CHECKLISTS: Access and Reuse Know what you want users to be able to do with your data and for how long. Pin down and communicate the significant properties of your data. Ensure that any restrictions on access and use are communicated and respected. Ensure that you provide enough context to ensure that your data can be located and used – either by the originally designated user community or new users over time. Ensure you clearly articulate any citation requirements and usage statistics that you require at the point of ingest so that repository managers know how your data should be cited if it is reused.

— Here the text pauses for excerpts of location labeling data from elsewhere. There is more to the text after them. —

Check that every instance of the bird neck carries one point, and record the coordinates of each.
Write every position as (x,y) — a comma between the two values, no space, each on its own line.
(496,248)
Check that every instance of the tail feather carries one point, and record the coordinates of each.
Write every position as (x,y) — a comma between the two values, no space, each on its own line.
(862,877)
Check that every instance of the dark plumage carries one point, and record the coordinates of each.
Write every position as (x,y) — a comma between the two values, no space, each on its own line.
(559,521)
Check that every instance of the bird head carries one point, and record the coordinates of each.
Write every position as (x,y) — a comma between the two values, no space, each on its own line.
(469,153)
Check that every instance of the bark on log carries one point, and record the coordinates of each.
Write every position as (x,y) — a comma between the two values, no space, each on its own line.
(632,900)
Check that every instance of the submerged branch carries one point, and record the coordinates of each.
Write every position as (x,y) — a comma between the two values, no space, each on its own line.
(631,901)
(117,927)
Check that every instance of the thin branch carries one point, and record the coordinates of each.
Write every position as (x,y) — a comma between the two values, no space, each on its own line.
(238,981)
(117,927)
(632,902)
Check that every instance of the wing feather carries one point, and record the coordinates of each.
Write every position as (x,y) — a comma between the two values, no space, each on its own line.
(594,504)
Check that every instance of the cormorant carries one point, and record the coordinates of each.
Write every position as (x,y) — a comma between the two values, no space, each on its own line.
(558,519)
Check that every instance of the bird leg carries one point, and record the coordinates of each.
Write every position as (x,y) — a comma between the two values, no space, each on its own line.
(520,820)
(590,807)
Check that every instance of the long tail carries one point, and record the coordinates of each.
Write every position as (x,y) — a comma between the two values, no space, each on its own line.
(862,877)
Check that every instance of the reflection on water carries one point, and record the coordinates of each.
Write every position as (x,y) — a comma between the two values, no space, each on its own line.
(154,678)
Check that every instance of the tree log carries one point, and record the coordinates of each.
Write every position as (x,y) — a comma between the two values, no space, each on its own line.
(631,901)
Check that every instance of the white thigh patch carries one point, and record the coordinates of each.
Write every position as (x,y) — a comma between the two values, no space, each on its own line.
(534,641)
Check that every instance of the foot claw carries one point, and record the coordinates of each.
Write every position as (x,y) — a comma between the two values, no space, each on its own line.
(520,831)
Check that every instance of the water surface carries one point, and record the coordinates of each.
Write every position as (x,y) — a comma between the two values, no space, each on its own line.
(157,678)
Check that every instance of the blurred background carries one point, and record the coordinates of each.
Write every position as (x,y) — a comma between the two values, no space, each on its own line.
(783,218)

CHECKLISTS: Preservation Action • Know what you want people to be able to do with your data – this will impact many aspects (formats selected for long term storage, compression, etc…) • Pin down the significant properties of your data and communicate them – make sure that the people carrying out preservation actions know what they are. This might be through metadata or other means. • Don’t be afraid to be critical when reviewing ‘best practice’ and recommended approaches. They might work for the specific scenario for which they were created but not for you. Do you know the criteria used to rate things like ‘preferred’ formats? • Document preservation actions so that people know what has been done to the data over time. • Once you’ve gone through the exercise of producing a sound data management plan, you’ll be able to reuse many aspects of it – so each project data management plan will not need the same level of effort to complete.